# Riding Schools in Cheltenham area?



## Beddwyn (16 April 2015)

This might be a long shot, but guess it's worth asking.

Looking for a riding school in or around Cheltenham. Used to ride back in my teens, but am now looking to take it back up again. Was mainly hacking back when I rode weekly, but wouldn't mind having mostly lessons for now.

Did ask on Gloucestershire Horse Riders on Facebook, but didn't really get any replies. Think the main problem is that I don't have a car right now, which limits me to either walking or taking public transport.

Thanks in advance if anyone can help!


----------



## Tern (22 April 2015)

Erm.. Bourton Vale Equestrian Center?


----------



## Beddwyn (22 April 2015)

Tern said:



			Erm.. Bourton Vale Equestrian Center?
		
Click to expand...

That's a possibility, maybe.

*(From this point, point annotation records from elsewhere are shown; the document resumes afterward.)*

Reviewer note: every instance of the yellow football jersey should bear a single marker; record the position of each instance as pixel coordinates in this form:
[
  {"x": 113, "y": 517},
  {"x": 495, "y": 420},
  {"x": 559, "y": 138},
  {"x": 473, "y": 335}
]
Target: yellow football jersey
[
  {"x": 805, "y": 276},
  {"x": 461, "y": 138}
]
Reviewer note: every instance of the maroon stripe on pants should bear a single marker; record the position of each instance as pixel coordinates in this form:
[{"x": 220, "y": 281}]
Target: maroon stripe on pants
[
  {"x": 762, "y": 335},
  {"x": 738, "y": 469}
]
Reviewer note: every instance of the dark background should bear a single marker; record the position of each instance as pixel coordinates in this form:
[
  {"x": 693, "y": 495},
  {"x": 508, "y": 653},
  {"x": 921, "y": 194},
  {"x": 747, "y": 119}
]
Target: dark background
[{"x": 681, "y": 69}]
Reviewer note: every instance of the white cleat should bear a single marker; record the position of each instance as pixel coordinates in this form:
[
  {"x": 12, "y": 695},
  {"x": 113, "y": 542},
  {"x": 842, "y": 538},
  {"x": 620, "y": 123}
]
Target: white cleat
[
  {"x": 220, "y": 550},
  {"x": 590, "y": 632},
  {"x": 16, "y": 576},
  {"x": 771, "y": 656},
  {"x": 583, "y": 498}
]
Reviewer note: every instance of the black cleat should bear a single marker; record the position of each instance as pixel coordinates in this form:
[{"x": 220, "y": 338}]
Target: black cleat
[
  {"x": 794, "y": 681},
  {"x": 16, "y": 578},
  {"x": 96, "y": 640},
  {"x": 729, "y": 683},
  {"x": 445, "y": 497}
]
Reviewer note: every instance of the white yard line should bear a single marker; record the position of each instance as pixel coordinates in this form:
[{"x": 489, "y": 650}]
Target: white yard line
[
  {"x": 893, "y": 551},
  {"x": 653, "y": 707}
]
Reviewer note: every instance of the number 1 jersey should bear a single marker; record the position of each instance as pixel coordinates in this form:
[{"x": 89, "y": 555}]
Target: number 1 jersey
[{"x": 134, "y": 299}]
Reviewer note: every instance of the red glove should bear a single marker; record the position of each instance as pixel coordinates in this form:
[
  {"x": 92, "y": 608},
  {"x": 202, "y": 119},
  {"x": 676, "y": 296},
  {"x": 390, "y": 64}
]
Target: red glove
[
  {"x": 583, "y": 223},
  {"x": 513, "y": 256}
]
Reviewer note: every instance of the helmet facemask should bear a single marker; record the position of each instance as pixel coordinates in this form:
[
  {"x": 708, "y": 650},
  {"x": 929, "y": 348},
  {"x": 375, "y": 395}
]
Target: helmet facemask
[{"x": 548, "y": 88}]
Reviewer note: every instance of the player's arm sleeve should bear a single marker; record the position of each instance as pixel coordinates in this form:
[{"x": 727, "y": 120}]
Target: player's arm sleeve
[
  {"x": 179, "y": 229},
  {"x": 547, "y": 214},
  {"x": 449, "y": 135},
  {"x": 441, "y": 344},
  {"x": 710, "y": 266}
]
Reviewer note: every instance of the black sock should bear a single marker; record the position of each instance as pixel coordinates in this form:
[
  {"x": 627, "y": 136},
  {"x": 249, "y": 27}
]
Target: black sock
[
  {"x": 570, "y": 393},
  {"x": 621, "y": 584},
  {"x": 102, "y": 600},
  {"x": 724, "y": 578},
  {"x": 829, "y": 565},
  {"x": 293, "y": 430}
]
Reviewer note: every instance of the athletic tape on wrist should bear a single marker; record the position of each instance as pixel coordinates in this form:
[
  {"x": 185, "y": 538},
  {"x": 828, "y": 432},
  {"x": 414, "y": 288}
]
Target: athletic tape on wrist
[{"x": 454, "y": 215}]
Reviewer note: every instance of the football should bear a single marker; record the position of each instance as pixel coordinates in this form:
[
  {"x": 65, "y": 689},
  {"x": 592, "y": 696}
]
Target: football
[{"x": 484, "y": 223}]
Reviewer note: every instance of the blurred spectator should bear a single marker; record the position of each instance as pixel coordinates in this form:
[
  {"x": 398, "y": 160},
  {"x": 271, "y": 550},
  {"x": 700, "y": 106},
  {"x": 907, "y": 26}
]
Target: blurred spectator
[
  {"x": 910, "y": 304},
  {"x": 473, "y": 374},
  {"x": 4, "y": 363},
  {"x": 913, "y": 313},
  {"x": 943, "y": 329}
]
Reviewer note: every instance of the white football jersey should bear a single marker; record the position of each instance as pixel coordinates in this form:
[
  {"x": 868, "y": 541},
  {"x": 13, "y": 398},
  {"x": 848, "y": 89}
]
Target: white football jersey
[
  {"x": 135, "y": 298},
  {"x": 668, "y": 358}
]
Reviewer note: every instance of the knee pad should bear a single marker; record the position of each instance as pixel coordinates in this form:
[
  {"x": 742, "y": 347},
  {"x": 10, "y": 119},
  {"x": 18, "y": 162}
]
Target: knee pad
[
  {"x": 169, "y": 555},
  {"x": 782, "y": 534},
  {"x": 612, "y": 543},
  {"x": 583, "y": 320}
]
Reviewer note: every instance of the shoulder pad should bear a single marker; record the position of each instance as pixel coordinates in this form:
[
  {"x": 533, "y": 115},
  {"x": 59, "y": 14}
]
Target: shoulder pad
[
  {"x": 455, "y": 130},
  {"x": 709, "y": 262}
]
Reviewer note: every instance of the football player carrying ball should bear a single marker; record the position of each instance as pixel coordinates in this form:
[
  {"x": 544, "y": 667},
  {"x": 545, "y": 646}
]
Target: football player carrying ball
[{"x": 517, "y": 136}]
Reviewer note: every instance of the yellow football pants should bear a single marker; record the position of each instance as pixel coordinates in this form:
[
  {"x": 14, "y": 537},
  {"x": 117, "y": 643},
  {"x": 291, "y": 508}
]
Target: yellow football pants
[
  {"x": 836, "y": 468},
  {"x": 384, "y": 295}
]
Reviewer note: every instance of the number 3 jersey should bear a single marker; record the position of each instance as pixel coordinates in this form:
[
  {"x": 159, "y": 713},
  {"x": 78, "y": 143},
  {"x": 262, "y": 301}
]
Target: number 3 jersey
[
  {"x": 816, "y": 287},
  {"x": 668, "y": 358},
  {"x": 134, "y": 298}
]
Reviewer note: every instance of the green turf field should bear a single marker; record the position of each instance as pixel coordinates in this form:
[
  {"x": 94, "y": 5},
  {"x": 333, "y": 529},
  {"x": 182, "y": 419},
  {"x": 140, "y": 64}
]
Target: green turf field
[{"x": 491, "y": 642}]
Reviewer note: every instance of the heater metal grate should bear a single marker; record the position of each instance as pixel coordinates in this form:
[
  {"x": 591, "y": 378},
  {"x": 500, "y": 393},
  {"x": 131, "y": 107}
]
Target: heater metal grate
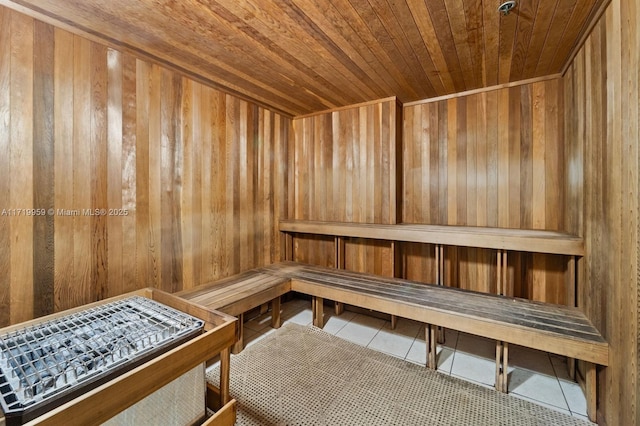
[{"x": 43, "y": 362}]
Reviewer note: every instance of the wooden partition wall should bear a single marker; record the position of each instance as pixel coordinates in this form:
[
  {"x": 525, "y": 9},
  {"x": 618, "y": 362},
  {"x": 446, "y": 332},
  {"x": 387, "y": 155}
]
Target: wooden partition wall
[
  {"x": 488, "y": 159},
  {"x": 602, "y": 101},
  {"x": 141, "y": 177},
  {"x": 343, "y": 165}
]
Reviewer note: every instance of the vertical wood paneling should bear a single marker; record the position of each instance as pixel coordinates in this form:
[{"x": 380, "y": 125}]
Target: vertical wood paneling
[
  {"x": 344, "y": 170},
  {"x": 99, "y": 169},
  {"x": 603, "y": 158},
  {"x": 43, "y": 171},
  {"x": 142, "y": 168},
  {"x": 63, "y": 169},
  {"x": 115, "y": 243},
  {"x": 20, "y": 168},
  {"x": 503, "y": 167},
  {"x": 5, "y": 164}
]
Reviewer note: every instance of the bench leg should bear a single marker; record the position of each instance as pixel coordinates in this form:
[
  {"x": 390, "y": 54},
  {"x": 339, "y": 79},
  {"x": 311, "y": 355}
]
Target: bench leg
[
  {"x": 276, "y": 322},
  {"x": 264, "y": 308},
  {"x": 225, "y": 368},
  {"x": 590, "y": 390},
  {"x": 502, "y": 366},
  {"x": 430, "y": 338},
  {"x": 571, "y": 368},
  {"x": 239, "y": 345},
  {"x": 317, "y": 309}
]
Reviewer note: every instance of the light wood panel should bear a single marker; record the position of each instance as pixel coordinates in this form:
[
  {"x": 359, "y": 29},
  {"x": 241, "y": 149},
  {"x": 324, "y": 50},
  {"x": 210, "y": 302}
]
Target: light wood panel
[
  {"x": 153, "y": 179},
  {"x": 344, "y": 168},
  {"x": 601, "y": 108},
  {"x": 300, "y": 57},
  {"x": 488, "y": 159}
]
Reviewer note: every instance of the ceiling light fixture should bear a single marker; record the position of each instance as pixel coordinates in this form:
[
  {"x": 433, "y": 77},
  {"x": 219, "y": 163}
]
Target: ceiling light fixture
[{"x": 506, "y": 7}]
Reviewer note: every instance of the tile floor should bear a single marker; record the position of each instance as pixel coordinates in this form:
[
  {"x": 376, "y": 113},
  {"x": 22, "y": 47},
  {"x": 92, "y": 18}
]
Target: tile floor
[{"x": 533, "y": 375}]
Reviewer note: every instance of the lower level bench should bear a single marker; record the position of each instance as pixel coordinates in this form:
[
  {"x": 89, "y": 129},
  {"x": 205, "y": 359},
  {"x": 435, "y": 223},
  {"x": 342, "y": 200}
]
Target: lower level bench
[
  {"x": 552, "y": 328},
  {"x": 240, "y": 293}
]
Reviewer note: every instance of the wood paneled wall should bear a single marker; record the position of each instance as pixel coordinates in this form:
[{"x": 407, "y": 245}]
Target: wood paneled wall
[
  {"x": 192, "y": 181},
  {"x": 494, "y": 159},
  {"x": 344, "y": 167},
  {"x": 602, "y": 98}
]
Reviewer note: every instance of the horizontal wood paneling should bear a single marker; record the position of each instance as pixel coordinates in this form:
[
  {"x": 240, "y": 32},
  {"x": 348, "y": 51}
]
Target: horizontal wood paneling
[
  {"x": 344, "y": 169},
  {"x": 488, "y": 159},
  {"x": 602, "y": 100},
  {"x": 301, "y": 57},
  {"x": 200, "y": 175}
]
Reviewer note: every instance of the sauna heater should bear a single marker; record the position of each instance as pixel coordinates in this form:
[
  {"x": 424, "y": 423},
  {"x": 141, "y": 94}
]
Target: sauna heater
[{"x": 47, "y": 364}]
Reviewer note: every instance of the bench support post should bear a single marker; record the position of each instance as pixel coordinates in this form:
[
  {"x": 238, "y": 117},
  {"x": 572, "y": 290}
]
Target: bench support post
[
  {"x": 572, "y": 301},
  {"x": 225, "y": 368},
  {"x": 591, "y": 390},
  {"x": 502, "y": 366},
  {"x": 276, "y": 322},
  {"x": 430, "y": 338},
  {"x": 239, "y": 345},
  {"x": 440, "y": 281},
  {"x": 317, "y": 309},
  {"x": 264, "y": 308}
]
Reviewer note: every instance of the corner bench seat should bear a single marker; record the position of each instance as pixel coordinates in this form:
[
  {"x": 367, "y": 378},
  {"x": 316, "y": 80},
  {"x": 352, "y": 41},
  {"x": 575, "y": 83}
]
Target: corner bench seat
[
  {"x": 557, "y": 329},
  {"x": 240, "y": 293}
]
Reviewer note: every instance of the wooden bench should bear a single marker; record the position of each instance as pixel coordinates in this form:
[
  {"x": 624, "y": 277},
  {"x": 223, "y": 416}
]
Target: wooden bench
[
  {"x": 552, "y": 328},
  {"x": 240, "y": 293}
]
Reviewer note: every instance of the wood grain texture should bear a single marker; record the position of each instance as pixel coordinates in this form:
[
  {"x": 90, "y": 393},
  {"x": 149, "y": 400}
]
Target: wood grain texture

Thanks for the suggestion.


----------



## Lanky Loll (23 April 2015)

Summerhouse? Closer to Glos but not a million miles away.


----------



## treacle_beastie (28 June 2015)

Ullenwood? Barton end in nailsworth?


----------



## its_noodles (17 July 2015)

Lanky Loll said:



			Summerhouse? Closer to Glos but not a million miles away.
		
Click to expand...

Summerhouse is great! They have noth the horses and instructors! Tiffany Rix is one of the best instructors I came across...The owner Sara Gallop trains with Karl Hester too...


----------



## Dizzle (17 July 2015)

Pulhams buses go to Bourton on the Water regularly from Royal Well so you should be able to get to BVEC without too much bother.

Ullenwood is going to be your closest to Cheltenham but I haven't any experience, it wouldn't cost much to get a taxi from Cheltenham.


----------